3) LEGENDS OF THE DARK KNIGHT
The greatest love letter ever written to the Bat mythos. Several Gotham kids take turns telling stories from friends-of-friends and the like about their encounters with Batman and what he's "really like." The stories of course play homage to different iterations of the character throughout history, from a Batman '66/Adventures of Batman and Robin Dick Sprang era Batman skit replete with BIFFs and POWs to a faithful adaptation of the battle with the mutant leader from The Dark Knight Returns, this episode shows just how much range the character has and the parts of him that can appeal to people of all ages and attitudes, while remaining at his core the same hero with the same ideals. Also the bit where they laugh at a kid named Joel who is standing in front of a "shoe maker" store when he suggests the Batmobile can drive up a wall is still great.
2)WORLD'S FINEST
Okay, I'm cheating. This is technically 3 episodes and it's also technically part of Superman: TAS (which is also the best Superman we've ever gotten and yet it's often overlooked). I don't care, this is the only Batman/Superman movie we ever really needed. Everything about it is perfect, from Batman easily deducing that Clark Kent is Superman because Superman always saves Lois Lane (and asking Lois out in order to get Clark's attention/torment him), to Joker's nearly successful plan to assassinate Superman in return for 1 Billion dollars from Lex Luthor (a plot that makes 10,000x more sense than the plot of BvS), to the moment when Clark realizes Batman knows his identity, uses his super vision to spot Batman watching him through his binoculars, and sees Batman smile and wave back at him.

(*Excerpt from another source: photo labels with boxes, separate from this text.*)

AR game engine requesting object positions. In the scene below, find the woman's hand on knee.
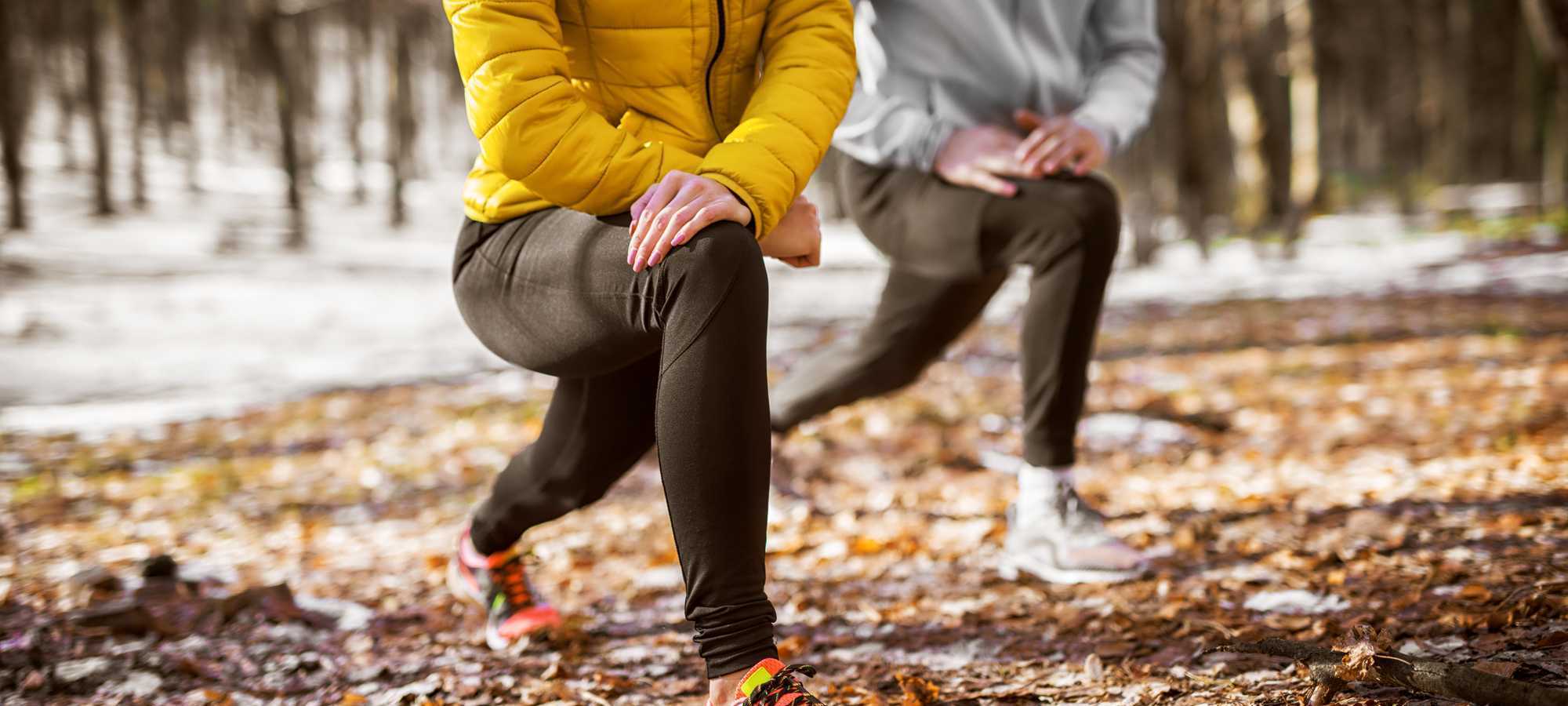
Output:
[626,171,751,271]
[760,196,822,267]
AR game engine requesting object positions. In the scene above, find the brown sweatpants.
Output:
[771,158,1121,466]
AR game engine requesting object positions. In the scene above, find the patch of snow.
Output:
[1242,588,1350,615]
[55,657,108,682]
[295,593,376,632]
[1079,413,1198,455]
[103,671,163,698]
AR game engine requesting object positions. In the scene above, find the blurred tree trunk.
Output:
[119,0,150,210]
[1411,0,1460,182]
[75,0,114,217]
[289,13,320,195]
[38,0,78,173]
[251,0,307,249]
[1524,0,1568,212]
[1465,0,1524,182]
[1443,2,1475,184]
[387,9,419,227]
[160,0,202,191]
[343,0,375,204]
[1237,0,1295,237]
[0,2,31,231]
[1309,0,1348,210]
[1372,3,1422,215]
[1163,0,1236,257]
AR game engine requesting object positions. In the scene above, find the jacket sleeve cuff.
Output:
[698,171,768,242]
[911,116,958,174]
[1073,110,1121,157]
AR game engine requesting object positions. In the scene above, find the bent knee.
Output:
[660,221,767,298]
[1019,176,1121,260]
[682,221,762,268]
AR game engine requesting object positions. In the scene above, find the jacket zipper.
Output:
[702,0,724,138]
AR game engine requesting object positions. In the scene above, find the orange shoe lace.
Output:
[491,555,533,606]
[745,664,826,706]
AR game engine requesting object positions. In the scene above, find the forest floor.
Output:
[0,256,1568,704]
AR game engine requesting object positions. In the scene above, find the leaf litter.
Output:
[0,293,1568,704]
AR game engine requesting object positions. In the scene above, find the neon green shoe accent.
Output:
[740,664,773,697]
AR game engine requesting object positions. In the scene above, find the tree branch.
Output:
[1204,639,1568,706]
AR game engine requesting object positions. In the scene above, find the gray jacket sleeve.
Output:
[1073,0,1165,154]
[833,80,956,171]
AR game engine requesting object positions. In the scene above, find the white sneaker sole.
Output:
[447,560,552,653]
[996,557,1148,584]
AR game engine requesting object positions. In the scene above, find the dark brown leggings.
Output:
[453,209,778,676]
[773,160,1121,466]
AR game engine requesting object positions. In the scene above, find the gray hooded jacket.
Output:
[833,0,1163,171]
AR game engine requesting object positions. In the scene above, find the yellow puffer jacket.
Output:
[444,0,855,238]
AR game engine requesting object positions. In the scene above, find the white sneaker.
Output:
[997,483,1148,584]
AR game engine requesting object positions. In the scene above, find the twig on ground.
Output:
[1204,639,1568,706]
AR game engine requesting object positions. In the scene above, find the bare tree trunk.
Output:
[38,2,78,173]
[387,9,419,227]
[162,0,202,193]
[343,0,375,204]
[0,3,31,231]
[1240,0,1295,231]
[119,0,147,210]
[1524,0,1568,212]
[1465,0,1523,182]
[251,0,307,249]
[1165,0,1234,257]
[77,0,114,217]
[1369,3,1422,215]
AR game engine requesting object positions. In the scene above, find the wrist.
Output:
[914,119,958,174]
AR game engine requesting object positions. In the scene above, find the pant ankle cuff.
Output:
[1024,442,1077,468]
[707,640,779,679]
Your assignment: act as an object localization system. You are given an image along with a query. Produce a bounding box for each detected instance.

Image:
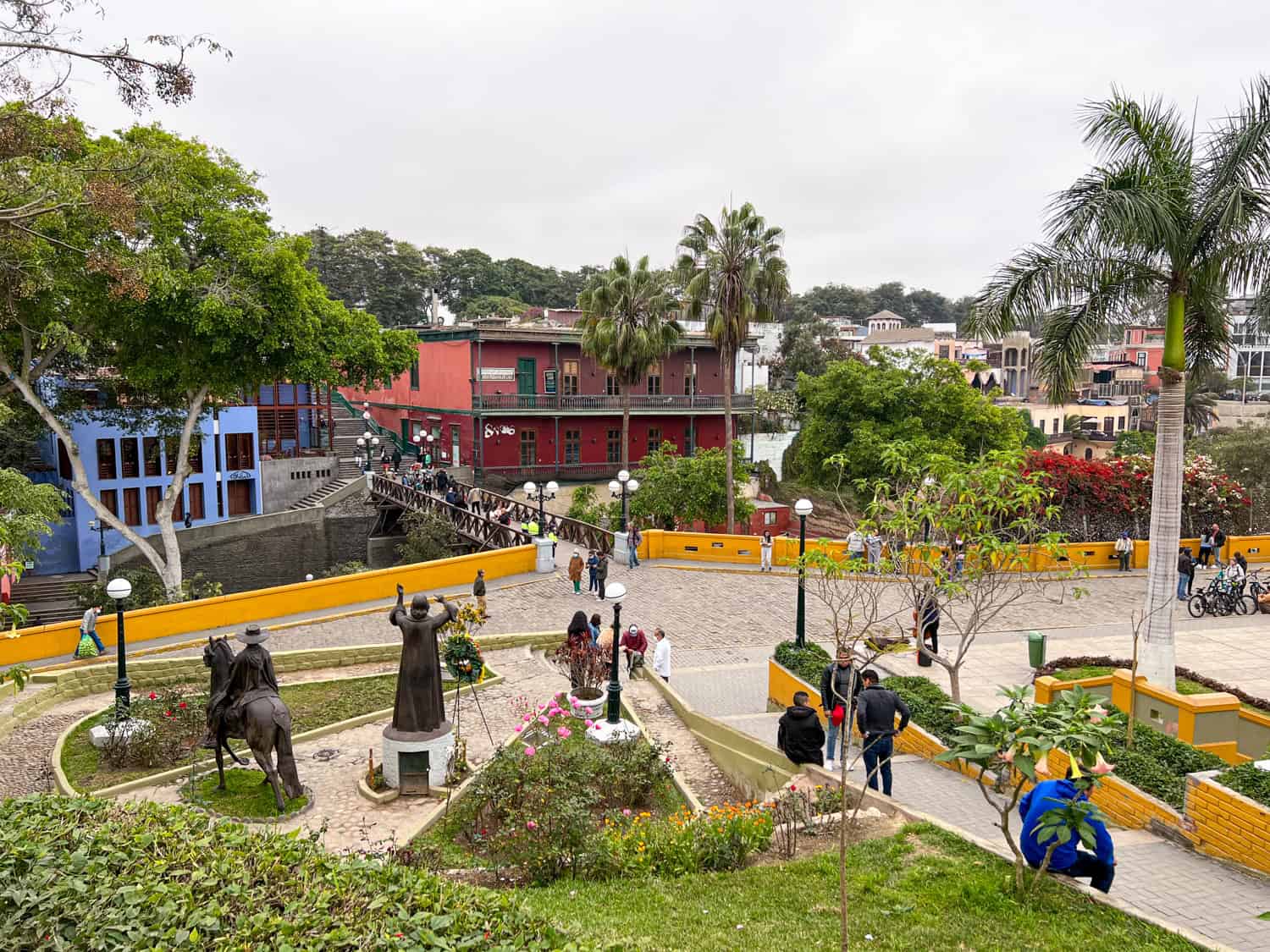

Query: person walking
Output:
[817,647,865,771]
[619,625,648,678]
[759,530,774,573]
[1213,523,1226,569]
[596,553,609,602]
[776,691,825,766]
[587,548,599,594]
[1019,768,1115,893]
[653,627,671,685]
[856,668,912,797]
[74,606,106,658]
[1178,546,1195,602]
[865,530,881,573]
[848,530,865,560]
[1115,531,1133,573]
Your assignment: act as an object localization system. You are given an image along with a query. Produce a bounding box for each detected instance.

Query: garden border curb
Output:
[52,673,505,799]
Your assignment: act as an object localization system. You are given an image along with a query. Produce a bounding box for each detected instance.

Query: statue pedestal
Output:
[533,536,555,573]
[381,721,455,794]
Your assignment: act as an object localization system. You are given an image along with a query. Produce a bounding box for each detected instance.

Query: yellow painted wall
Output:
[0,546,535,664]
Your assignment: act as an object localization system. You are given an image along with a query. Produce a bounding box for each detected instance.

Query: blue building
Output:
[32,406,264,575]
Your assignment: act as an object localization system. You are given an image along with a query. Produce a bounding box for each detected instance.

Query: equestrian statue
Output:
[202,625,304,812]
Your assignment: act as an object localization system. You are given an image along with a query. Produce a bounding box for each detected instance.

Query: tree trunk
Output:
[1140,292,1186,691]
[719,347,737,535]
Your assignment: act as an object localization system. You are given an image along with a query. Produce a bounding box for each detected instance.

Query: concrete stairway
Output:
[287,477,361,509]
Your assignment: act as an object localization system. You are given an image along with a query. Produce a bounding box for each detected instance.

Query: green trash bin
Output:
[1028,631,1046,668]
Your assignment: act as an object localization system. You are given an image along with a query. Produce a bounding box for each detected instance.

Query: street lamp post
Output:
[794,499,812,647]
[106,579,132,721]
[525,480,560,538]
[609,470,639,532]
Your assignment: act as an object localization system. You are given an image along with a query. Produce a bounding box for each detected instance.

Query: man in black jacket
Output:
[856,668,909,797]
[776,691,825,764]
[820,647,865,771]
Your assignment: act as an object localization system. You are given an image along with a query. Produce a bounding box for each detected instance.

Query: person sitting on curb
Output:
[776,691,825,766]
[1019,768,1115,893]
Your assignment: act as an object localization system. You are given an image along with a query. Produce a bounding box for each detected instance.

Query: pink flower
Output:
[1090,754,1115,776]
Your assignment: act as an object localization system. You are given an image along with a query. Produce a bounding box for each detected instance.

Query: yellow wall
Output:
[0,546,535,664]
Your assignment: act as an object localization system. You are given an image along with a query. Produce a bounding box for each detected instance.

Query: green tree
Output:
[676,202,789,532]
[305,228,436,327]
[973,78,1270,688]
[578,256,681,475]
[396,509,459,565]
[0,470,66,631]
[630,441,754,530]
[795,348,1026,489]
[0,121,416,598]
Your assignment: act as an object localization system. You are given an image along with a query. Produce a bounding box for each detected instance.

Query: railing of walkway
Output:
[455,482,614,553]
[371,475,533,550]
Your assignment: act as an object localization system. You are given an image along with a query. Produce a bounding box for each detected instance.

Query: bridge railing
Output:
[455,482,614,553]
[371,475,533,548]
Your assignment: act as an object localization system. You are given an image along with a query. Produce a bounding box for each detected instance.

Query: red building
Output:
[342,325,754,480]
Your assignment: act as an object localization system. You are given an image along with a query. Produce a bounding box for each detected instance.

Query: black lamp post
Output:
[605,581,627,726]
[106,579,132,721]
[525,480,560,538]
[609,470,639,545]
[794,499,812,647]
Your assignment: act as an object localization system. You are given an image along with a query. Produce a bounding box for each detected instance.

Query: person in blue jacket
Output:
[1019,771,1115,893]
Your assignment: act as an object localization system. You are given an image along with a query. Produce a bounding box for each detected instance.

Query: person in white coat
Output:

This episode is really perfect in its treatment of the friendly rivalry between the two, as Superman gets ample opportunity to show just how easily could crush Bats if he needed to, while Batman gets the opportunity to show how well he's anticipated every possible contingency if that scenario came to pass. In the end, though, they both see how perfectly suited the other is to handle the particular problems of Gotham City and Metropolis, and how what works for one won't work for the other. The superfriendship to end them all is formed, and that's the way it should be.
1)JOKER'S FAVOR
While not the first Joker episode of the series, this is the episode that I consider to be the most influential in introducing the modern conception of the Joker as the paradoxical agent of malicious chaos-who-is-also-a-master-planner that would influence later versions of the character like Ledger's terror-philosopher and Scott Snyder's nihilistic murder clown. This is a children's cartoon that introduced a version of the Joker that would stalk a man for years for shouting at him in a traffic jam. Joker agrees to let the man, Charlie, live in return for a favor, payable at a time of Joker's choosing. Years after Charlie has moved across country and changed his entire identity, Joker calls in the favor and makes it clear there is no escape from the clown prince. The great favor Joker requires? Holding a door for Harley Quinn (to allow her to place a bomb in the room and kill everyone in it, including Charlie, because with the Joker it's never that simple). Batman: TAS is the show that highlighted everything that makes Batman a great superhero, but this episode drives home why the Joker is the scariest villain of them all, given his ability to turn a mundane encounter into two years of complete terror for a random person who had the misfortune of getting stuck next to him in traffic one day.
In a lot of ways the last 12 years have been a golden age for Batman, with an average of 3-5 Batman titles in the comics each month, four blockbuster movies featuring the character that have made billions of dollars, multiple shows and animated films, and the overall mainstreaming of comic books and superheroes. None of this would have been possible, however, without Batman: TAS. In our minds we will always know what Batman should be, because this show gave it to us, and it will probably be the standard by which all future Batmen are judged for decades to come.